18. For ionic compounds, ∆Hsolute = −∆Hlattice .
19. When excess solid is added to a solution, an equilibrium is set up between the dissolution and deposition processes. If an equilibrium is established, the solution is said to
be saturated.
20. If an equilibrium cannot be established, then the solution is unsaturated.
21. Supersaturated solutions hold more solute than is theoretically possible.
22. Generally, higher temperatures result in higher solubility of solids.
23. Henry’s Law states that if we push a gas hard enough (with external pressure), more
of it should dissolve in solution. Note however that higher temperatures generally
decrease gas solubility.
24. Since molarity varies with temperature, sometimes it’s necessary to express concentrations in temperature-independent units.

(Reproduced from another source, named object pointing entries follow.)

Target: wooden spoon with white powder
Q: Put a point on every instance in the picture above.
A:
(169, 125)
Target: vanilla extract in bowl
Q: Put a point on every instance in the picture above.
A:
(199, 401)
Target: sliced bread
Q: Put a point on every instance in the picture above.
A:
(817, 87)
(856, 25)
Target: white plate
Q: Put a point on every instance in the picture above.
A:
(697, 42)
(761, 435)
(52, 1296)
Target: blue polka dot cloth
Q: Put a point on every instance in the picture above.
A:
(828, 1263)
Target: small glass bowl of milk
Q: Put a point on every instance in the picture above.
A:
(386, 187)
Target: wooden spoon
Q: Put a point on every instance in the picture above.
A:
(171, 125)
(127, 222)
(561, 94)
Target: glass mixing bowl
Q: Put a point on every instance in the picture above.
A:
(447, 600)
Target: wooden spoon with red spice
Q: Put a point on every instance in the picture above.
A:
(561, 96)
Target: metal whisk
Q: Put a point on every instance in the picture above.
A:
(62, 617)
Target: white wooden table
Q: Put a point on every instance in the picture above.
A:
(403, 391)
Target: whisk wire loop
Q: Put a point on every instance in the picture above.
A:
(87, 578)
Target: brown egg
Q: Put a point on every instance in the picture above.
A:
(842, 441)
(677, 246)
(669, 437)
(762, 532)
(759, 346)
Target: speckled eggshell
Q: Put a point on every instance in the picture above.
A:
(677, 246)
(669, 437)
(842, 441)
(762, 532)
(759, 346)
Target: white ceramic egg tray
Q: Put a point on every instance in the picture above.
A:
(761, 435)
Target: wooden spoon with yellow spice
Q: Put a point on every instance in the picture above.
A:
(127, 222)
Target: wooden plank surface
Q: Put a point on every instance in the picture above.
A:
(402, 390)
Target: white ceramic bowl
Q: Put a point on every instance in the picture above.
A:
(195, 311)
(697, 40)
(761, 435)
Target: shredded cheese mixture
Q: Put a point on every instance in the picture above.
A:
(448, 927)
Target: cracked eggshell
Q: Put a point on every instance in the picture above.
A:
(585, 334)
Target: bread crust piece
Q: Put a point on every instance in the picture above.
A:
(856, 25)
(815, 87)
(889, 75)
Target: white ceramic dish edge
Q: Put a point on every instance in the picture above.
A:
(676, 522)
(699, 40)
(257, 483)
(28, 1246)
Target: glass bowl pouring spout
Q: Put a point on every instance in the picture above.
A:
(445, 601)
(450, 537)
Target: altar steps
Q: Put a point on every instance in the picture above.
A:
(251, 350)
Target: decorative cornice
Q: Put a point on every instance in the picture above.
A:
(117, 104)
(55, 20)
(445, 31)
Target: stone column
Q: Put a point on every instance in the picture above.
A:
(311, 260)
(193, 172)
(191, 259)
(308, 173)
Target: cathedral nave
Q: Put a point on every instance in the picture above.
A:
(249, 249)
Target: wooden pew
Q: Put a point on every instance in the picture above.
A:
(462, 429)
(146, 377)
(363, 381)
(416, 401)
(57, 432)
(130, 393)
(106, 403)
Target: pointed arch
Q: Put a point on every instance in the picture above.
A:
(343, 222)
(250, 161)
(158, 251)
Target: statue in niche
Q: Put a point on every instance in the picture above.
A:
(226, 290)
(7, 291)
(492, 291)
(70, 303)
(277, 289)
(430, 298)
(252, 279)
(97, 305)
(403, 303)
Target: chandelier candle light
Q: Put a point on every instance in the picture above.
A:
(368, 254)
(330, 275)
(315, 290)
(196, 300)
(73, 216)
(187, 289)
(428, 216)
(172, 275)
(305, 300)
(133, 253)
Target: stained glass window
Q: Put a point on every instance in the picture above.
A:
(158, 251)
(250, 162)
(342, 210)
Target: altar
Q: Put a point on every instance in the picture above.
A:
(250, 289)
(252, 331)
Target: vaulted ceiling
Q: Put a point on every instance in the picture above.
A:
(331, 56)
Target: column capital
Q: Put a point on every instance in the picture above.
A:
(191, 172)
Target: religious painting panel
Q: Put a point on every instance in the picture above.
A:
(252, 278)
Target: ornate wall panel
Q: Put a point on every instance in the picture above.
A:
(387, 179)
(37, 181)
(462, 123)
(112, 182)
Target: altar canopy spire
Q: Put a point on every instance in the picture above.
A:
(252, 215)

25. mass percent: ratio of mass of component to mass of solution times 100%.
26. molality (m): moles of solute per 1 kg solvent.
27. mole fraction (X): ratio of moles of component to total moles of solution.
28. ppm and ppb are parts by mass concentrations.
29. Raoult’s Law expresses how the vapor pressure of a solvent is affected when a nonvolatile solute is added.
30. For solutions of two volatile liquids, Raoult’s Law can be combined with Dalton’s Law
of Partial Pressures to get the total vapor pressure of the solution.
31. Ideal solutions obey Raoult’s law at all concentrations for both solute and solvent.
Typically ideal solutions have ∆Hsoln = 0. Physically, this means that the IM forces
between solute-solute and solvent-solvent are equal to the IM forces between solventsolute, i.e. a solute particle doesn’t feel more or less attraction to a solvent particle
and vice versa.
32. Negative deviations from Raoult’s Law are due to stronger forces of attraction in
solution than in the pure liquid.
33. Positive deviations from Raoult’s Law are due to weaker forces of attraction in
solution than in the pure liquid.
34. colligative properties: properties that depend on the amount of solute and not the
type of solute.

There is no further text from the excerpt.